Director: Jeff Nichols
Released: 2011

       Take Shelter feels, in a way, like the indie film equivalent of a movie like Shutter Island or Inception—except it is simplified: the director isn’t playing mind games with the audience, he’s just showing us the ones character Curtis (Michael Shannon) plays with himself.

       A family man in small-town Middle America, Curtis works in construction to give his wife Samantha (Tree of Life’s Jessica Chastain) and his young disabled daughter Hannah (Tova Stewart) a comfortable life.
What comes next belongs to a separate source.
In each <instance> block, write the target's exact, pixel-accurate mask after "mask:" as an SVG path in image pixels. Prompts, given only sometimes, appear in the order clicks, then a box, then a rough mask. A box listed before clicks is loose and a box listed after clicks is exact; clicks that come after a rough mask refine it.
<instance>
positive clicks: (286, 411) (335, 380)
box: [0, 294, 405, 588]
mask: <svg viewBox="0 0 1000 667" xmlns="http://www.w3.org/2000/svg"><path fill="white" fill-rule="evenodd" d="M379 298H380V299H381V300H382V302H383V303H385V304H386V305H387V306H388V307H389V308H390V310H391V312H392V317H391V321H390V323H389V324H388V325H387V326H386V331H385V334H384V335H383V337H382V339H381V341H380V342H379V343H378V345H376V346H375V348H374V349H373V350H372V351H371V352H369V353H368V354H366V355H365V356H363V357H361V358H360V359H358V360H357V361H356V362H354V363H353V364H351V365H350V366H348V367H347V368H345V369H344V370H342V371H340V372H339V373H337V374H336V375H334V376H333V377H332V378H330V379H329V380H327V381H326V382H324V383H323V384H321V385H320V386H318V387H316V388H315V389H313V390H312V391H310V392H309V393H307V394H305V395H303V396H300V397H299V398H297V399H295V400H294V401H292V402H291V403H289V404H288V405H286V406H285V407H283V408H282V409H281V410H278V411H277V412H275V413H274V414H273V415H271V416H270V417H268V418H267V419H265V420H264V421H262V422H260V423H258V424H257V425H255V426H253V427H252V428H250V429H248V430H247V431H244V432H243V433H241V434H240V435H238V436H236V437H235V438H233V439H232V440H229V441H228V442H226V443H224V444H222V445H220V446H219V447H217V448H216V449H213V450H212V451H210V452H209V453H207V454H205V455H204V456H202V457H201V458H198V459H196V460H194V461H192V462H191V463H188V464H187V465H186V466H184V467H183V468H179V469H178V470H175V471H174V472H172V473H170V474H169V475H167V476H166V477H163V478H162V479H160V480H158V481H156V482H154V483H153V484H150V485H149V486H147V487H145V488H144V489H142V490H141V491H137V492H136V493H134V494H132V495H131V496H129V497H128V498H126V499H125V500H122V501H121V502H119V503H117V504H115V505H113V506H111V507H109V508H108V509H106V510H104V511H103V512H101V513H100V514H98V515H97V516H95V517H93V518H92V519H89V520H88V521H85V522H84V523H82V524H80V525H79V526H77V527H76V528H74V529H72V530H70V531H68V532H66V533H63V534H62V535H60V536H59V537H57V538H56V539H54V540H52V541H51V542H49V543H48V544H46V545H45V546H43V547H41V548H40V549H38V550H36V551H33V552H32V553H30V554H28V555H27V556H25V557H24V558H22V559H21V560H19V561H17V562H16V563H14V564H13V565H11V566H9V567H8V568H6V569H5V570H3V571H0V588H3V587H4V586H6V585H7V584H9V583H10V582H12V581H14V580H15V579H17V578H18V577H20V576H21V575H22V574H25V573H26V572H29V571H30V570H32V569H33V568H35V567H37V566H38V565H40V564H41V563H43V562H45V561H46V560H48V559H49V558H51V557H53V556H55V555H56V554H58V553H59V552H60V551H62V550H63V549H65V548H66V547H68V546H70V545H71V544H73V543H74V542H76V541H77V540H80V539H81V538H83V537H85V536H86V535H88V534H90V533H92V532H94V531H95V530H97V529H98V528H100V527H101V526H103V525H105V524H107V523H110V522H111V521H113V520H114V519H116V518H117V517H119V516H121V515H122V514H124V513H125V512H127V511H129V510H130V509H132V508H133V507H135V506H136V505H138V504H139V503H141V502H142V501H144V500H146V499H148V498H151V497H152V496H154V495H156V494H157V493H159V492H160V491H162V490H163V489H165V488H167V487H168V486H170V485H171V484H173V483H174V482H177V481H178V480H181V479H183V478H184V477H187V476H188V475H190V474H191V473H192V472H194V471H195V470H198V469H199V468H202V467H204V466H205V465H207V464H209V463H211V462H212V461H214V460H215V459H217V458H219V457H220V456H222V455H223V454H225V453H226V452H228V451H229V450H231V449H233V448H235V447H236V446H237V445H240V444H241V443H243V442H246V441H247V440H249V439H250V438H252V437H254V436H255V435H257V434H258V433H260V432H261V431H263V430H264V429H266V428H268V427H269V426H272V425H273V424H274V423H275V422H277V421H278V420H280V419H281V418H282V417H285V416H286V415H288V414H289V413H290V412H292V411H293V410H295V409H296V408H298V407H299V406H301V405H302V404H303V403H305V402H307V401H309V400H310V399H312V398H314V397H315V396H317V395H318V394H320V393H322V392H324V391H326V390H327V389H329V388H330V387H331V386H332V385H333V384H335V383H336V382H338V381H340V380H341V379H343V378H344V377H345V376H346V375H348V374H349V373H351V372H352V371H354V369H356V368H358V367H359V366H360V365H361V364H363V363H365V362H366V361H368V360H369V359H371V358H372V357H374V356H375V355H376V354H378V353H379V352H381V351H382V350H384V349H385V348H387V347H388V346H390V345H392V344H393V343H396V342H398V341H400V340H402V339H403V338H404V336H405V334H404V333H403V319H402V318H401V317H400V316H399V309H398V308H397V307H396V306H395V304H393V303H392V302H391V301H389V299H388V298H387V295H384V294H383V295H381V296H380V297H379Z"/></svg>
It all starts to unravel when he begins to have apocalyptic visions and becomes torn between the impulse to save his family from what he sees or to save them from himself.

       As much a chilling portrait of descent into mental illness as it is a comment on the healthcare system in the US, Take Shelter’s biggest strength is its heartbreaking performances. Shannon is excellent and convincing as a good person suffering through bad things and Chastain holds her own as a worried mother at odds with what it means to be a loyal wife to a sick man who might just be dangerous.


Without

Director: Mark Jackson
Released: 2011

       Rounding out this month’s trio of creepy, dark indie films released in 2011 is Without. A movie without violence or visions, it deals with something more common: grief.

       Joslyn (newcomer Joslyn Jensen) is just one year out of high school and for reasons unknown to us at the beginning of the film, she takes a job as a caretaker for an old man (Ron Carrier) in a large house on a remote wooded island. She doesn’t get reception on her phone or Wi-Fi on her computer. The television signal falters, and sometimes she wakes up to find that her phone has moved from where she left it the night before, even though her charge is in a vegetative state and confined to a wheelchair.

       What sounds like the set-up for a horror movie or a psychological thriller turns out to be something else, and the result is genuine and haunting. Director Mark Jackson accomplishes so much with so little: Without is a truly sad film worth seeing and Jensen’s brilliant performance stays with you long after the credits roll.